The distinctive feature of modern science as an activity rather than as a body of knowledge is experimental modeling. Through experimentation modern science constructs models of different natural processes, and by means of arguments based an a principle of proportionality uses them to reason from known or observed cause-effect relationships to unknown causes of known effects. Galileo Galilei (1564—1642) was the pioneer of such modeling in physics (falling bodies), which has since been extended to chemistry (atomic models), biology (models of DNA), and even human psychology (computer modeling of cognitive proeesses).

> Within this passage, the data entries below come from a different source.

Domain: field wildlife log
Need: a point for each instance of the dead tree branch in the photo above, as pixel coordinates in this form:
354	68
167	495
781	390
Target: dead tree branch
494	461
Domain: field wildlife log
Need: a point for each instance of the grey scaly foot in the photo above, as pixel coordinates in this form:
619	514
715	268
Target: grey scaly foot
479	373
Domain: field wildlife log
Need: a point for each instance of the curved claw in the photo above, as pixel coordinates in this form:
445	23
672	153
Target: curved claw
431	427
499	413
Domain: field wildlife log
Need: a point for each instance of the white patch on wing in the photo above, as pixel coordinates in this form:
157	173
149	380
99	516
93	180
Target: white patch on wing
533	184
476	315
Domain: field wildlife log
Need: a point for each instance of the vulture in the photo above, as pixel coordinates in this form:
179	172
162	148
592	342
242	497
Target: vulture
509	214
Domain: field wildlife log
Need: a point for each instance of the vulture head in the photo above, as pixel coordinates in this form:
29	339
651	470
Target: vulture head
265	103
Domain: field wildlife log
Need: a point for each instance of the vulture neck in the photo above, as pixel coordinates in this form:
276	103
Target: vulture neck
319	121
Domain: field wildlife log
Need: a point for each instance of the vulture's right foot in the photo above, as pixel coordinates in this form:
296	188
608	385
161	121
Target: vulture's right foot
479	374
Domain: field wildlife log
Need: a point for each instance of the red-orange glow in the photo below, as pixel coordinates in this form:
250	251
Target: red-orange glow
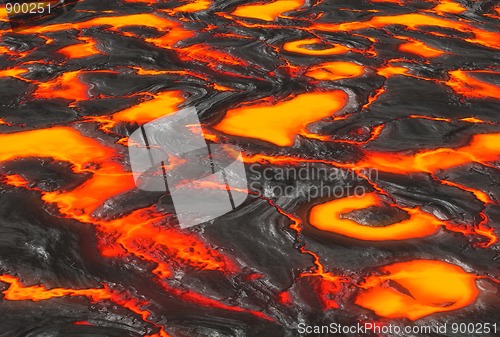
464	83
15	180
194	6
162	104
17	292
449	7
328	217
281	122
480	195
332	71
420	49
80	50
115	22
430	287
13	72
412	21
481	149
142	234
268	11
84	153
300	47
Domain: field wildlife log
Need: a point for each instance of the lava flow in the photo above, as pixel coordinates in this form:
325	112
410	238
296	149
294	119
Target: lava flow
316	95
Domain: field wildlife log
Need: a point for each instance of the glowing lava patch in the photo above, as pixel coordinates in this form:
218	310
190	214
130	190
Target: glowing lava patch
417	289
281	122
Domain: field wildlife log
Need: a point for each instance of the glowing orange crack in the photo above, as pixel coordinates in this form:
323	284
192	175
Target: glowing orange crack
332	71
299	47
327	217
268	11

Modern scientific experimentation constructs models of what (it thinks) already exists, to expand knowing. The activity of design constructs models of what (it thinks) might be, to extend making. For science, models take in or receive and simplify complex phenomena, thereby disclosing order. For modern technology, or scientifically refined making and using in all their diversity, models project complex possibilities in realistic form, thus determining or enabling the control of power. When this projective modeling exhibits a conceptual break with the final result toward which it is pointed, a break to be bridged by analogy, it takes on its distinctly modern character.
Design models in engineering can, for instance, be “true” models, although more commonly they are merely “adequate” or even “distorted” and “dissimilar.” As one engineer has put it, “A distorted model is [one] in which some design condition is violated sufficiently to require correction of the prediction equation. Under certain conditions, particularly where flow of fluids is involved, it is impracticable, if not impossible, to satisfy all of the design conditions [under a common scale].” Likewise, “dissimilar models are models which bear no apparent resemblance to the prototype but which, through suitable analogies, give accurate predictions of the behavior of the prototype.” (This should probably be “sufficiently accurate.”) Another engineer distinguishes between models that are “totally direct,” “totally indirect,” “combination,” “visual,” and “competitive” with each being suited to test different aspects of a new idea. All such models can be manifest in drawings, block diagrams, network schematics, mathematics, physical materials, and related systems of representation.[11 . See Middendort, William H. (1986), Design of Devices and Systems. New York: Dekker, pp. 156 ff. (Note, in passing, that the positive connotations of “schematic representation” build on while transforming the traditional negative implications of a “scheme.”)]
Receptive, scientific modeling embodies knowledge; with regard to knowledge, embodiment necessarily entails simplifying concepts. Projective, technological modeling disembodies action; with regard to action, disembodiment that leaves things out, idealizes them. The former materializes, the latter dematerializes. The paradoxical aim of projective, dematerialized or idealized modeling is not so much explanation as practical leverage or effectiveness. The present and its desires are cast with great force and power into the future. Because of the complexity of variables, theory alone cannot be used to deduce, for instance, the shape of an airfoil, or to determine the Optimum spatial arrangements of elements within a given structure. Engineers have to “figure out” such things by simulation, often employing a variety of models. So they construct a miniature, model airfoil and test it in a wind tunnel (now in a computer program); by means of such activities they are testing not some illustrated theory but a represented artifact. For structures, engineers create scaled-down floor plans or two-dimensional facades in order to play with alternative arrangements of shapes by means of sketched geometries or manipulated cutouts. In each case the model or mock-up constitutes a temporary reduction to be eventually scaled up in the production not of knowledge but of objects. Design uses created microscale cause-effect relations rendered in models to engineer known or creatable macroscale causes into the production of desirable or desired macroscale effects.
-  Key studies on the role of model construction in modern science can be found in: Hesse, Mary B. (1966), Models and Analogies in Science. Norte Dame, IN: University of Notre Dame Press; Harré, Rom (1970), The Principles of Scientific Thinking. Chicago, IL: University of Chicago Press; and Wallace, William (1984), The Intelligibility of Nature: A Neo-Aristotelian View. Review of Mataphysics, vol. 38, no. 1, whole no. 149 (September), pp. 33—56.
-  Murphy, Glenn (1950), Similitude in Engineering. New York: Ronald, p. 61.
-  loc. cit., pp. 61—62.
-  Glegg, Gordon L. (1981), The Development of Design. Cambridge: Cambridge University Press, pp. 44—45.
-  For more on this point, see Vincenti, Walter G. (1990), What Engineers Know and How They Know It: Analytical Studies from Aeronautical History. Baltimore, MD: Johns Hopkins University Press.
-  For an extended discussion of the dimensional problems engendered by such modeling, see Kline, Stephen J. (1965), Similitude and Approximation Theory. New York: McGraw-Hill.